After all, they caught him red-handed!
I really liked the NHS tribute during the London Olympics……..maybe next time they can have a sexually and racially diverse group of about 500 people chop off their arms with guillotines. Top that Putin!
Nick BTF! Gray,
No, suicide has been legal in England & Wales since 1961. Performing surgery without a licence is illegal, on the other hand.
To blunt all this cutting wit, it is certainly true that he was lucky not to die the way that soldiers used to die after battlefield amputations in the era before anaesthetics. I truly do venerate him as a total badass (“He then used a surgeon’s scalpel to cut through the remaining tissues”), but take another look at that guillotine. It’s powered by bungee cords.
On an even more serious note, I do wonder if there was no less radical way to deal with his pain. (Full disclosure: I’m asking out of simple curiosity, but I’m also looking for a way to blame the NHS…)
Well, Mr Goddard himself certainly does blame the NHS. He was in severe pain for years, which the NHS wouldn’t or couldn’t sort out. His doctors refused to amputate because his hand itself was healthy.

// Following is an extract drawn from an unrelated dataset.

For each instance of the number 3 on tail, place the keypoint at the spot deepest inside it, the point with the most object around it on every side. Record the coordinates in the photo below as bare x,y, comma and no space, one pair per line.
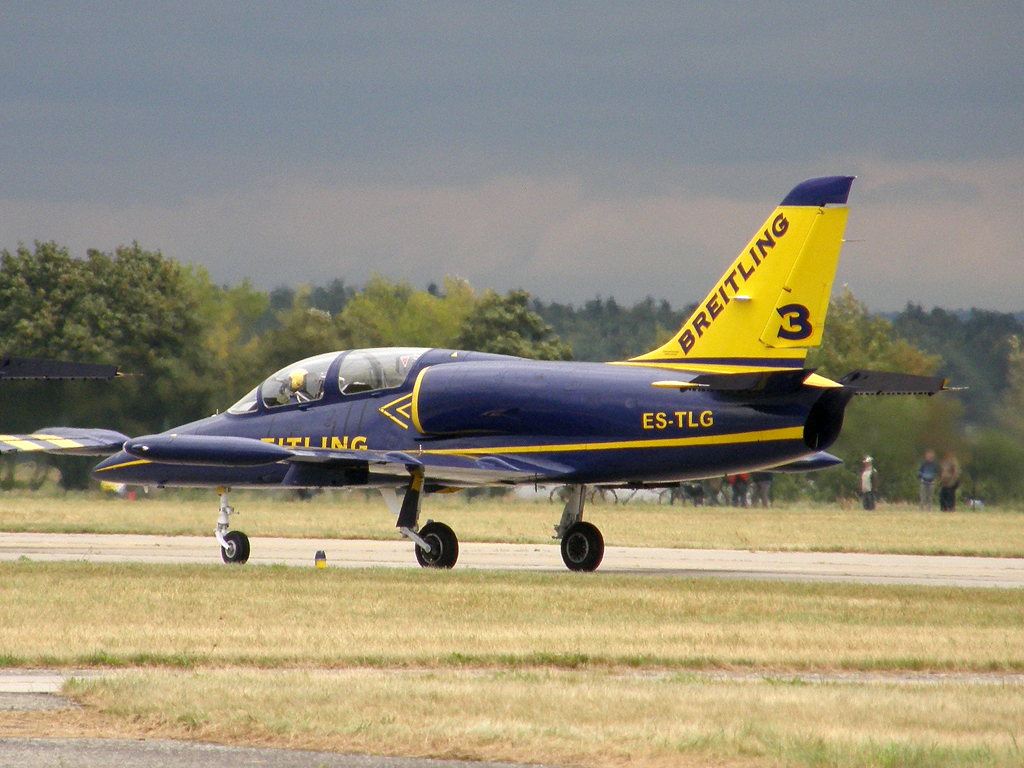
796,323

It does seem that the NHS overrode his wishes as to the price he was willing to pay to be free of pain, no doubt because he was not the customer. That said, I don’t want to leap into blaming his doctors or the NHS system all the way. However much you and I may disapprove of command-medicine that is the system in which they must operate. Since patients are often ignorant, and costs must be controlled, any such system will have to override patients’ wishes fairly often – in fact I’m pretty sure that many private doctors would also refuse to carry out such an amputation. For understandable reasons: it does seem as if poor Mr Goddard was wrong in thinking that getting rid of his hand would get rid of the pain.
But I bet they’ll take his wishes more seriously now.

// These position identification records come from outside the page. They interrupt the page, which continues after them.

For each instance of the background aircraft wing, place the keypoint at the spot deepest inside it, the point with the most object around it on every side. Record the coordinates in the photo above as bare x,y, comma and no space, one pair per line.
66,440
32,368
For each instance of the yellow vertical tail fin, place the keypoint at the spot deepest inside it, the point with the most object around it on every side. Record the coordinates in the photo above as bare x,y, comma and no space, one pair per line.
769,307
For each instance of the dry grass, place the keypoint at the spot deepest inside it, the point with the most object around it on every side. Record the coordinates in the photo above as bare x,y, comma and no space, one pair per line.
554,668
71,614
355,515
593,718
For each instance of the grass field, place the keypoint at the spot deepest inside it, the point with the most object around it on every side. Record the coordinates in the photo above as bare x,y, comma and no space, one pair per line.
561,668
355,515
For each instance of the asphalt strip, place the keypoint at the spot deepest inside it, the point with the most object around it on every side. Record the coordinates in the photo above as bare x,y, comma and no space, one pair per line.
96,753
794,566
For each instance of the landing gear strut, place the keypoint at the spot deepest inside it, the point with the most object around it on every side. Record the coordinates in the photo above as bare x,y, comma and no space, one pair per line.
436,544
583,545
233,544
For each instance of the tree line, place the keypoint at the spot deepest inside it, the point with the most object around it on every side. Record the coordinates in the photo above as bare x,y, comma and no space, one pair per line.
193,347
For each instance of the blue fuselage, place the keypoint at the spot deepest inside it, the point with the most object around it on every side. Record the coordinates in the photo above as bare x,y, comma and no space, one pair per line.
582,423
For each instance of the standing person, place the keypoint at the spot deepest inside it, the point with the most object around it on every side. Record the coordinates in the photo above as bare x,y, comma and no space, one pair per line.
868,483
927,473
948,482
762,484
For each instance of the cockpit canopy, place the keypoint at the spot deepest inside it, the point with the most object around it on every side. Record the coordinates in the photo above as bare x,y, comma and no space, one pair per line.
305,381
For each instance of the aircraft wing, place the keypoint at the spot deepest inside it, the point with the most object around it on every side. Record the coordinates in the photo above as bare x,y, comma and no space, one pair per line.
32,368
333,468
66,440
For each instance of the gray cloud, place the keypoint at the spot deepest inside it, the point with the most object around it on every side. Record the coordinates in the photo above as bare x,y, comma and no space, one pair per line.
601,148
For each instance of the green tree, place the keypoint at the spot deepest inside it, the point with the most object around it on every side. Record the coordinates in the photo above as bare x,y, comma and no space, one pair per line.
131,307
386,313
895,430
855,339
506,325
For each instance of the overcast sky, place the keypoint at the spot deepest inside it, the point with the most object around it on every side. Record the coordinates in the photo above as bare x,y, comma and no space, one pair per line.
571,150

“His doctors refused to amputate because his hand itself was healthy.”
Would amputation have eased the pain? There is a phantom limb phenomenon, feeling pain in a limb that has been amputated, although this might be temporary. Still, there should have been some way to help this poor man.
He’s been one-upped by the gent who allowed a hyena to eat his, uh, junk.

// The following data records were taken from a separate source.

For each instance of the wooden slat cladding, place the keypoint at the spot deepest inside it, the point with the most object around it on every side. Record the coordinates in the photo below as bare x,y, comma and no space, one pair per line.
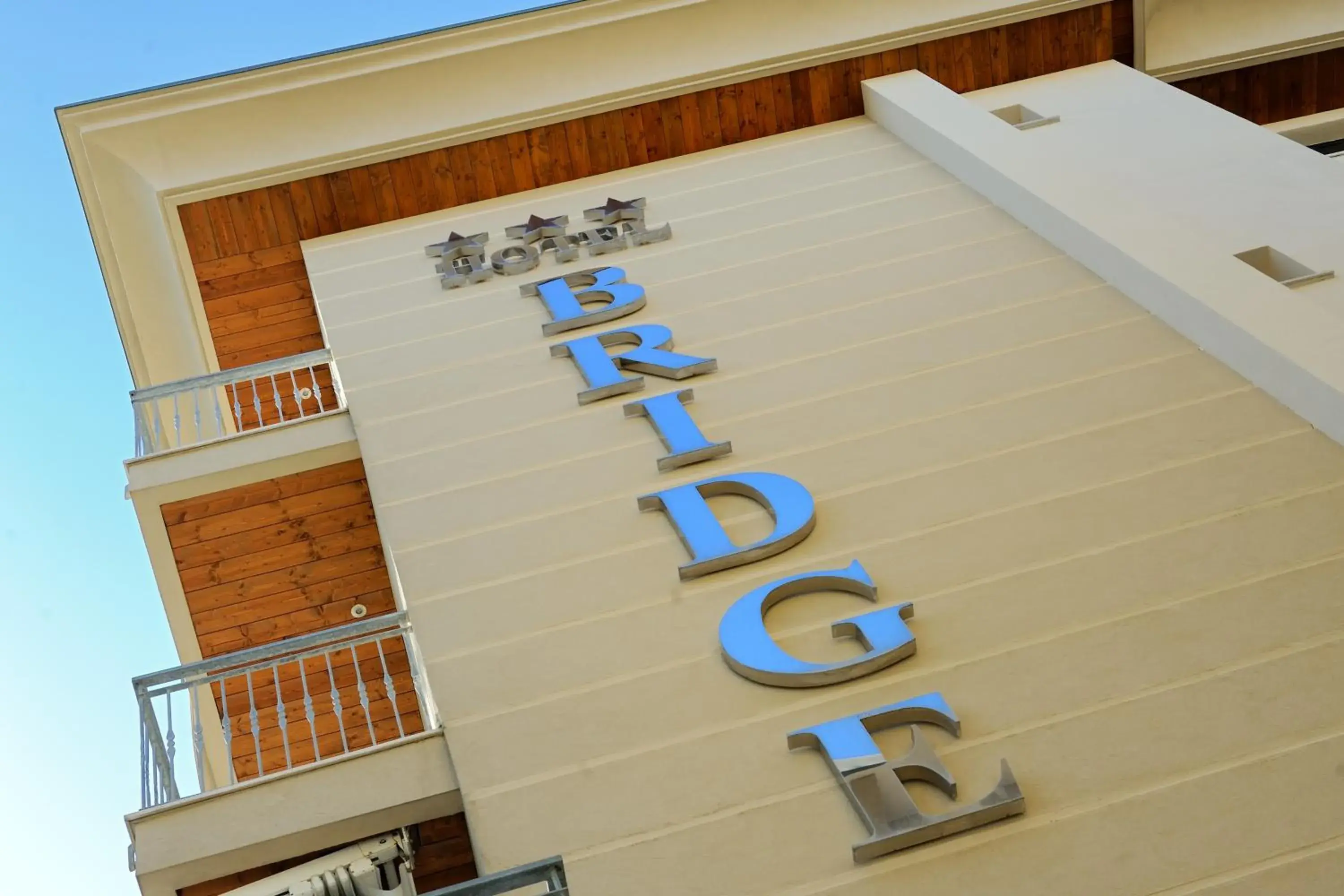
279,558
443,855
283,558
1276,90
245,246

http://www.gapyear.com/news/216582/man-allows-hyena-to-eat-his-genitals
He should have just gone to Syria and stole something.
@Ebenezer Flamsteed Sounds like my ex-wife.
I agree, Natalie. Still, I do wonder from a purely medical POV on the one hand*, and from the medical ethics POV on the other.
*(puns unintended, but seem unavoidable)
Obvious case of mental illness, made worse by socialized medicine and a gimme-gimme attitude. Bungee powered axe? That’s not a method, its a statement.
Also crappy at DIY fabrication. Hello, miter saw? Clean cut no haggling off bits.
Bad idea too, because: “Chopping off of his hand has not relieved Mr Goddard’s pain and he currently takes more than 40 tablets a day.” Sad face! 🙁
Idiopathic nerve pain isn’t really very treatable sometimes. Just the way it is. Stupid stubborn a-holes going to great lengths to prove the doctors wrong and get sympathy from the papers don’t change it. Pity train just hit the Reality wall.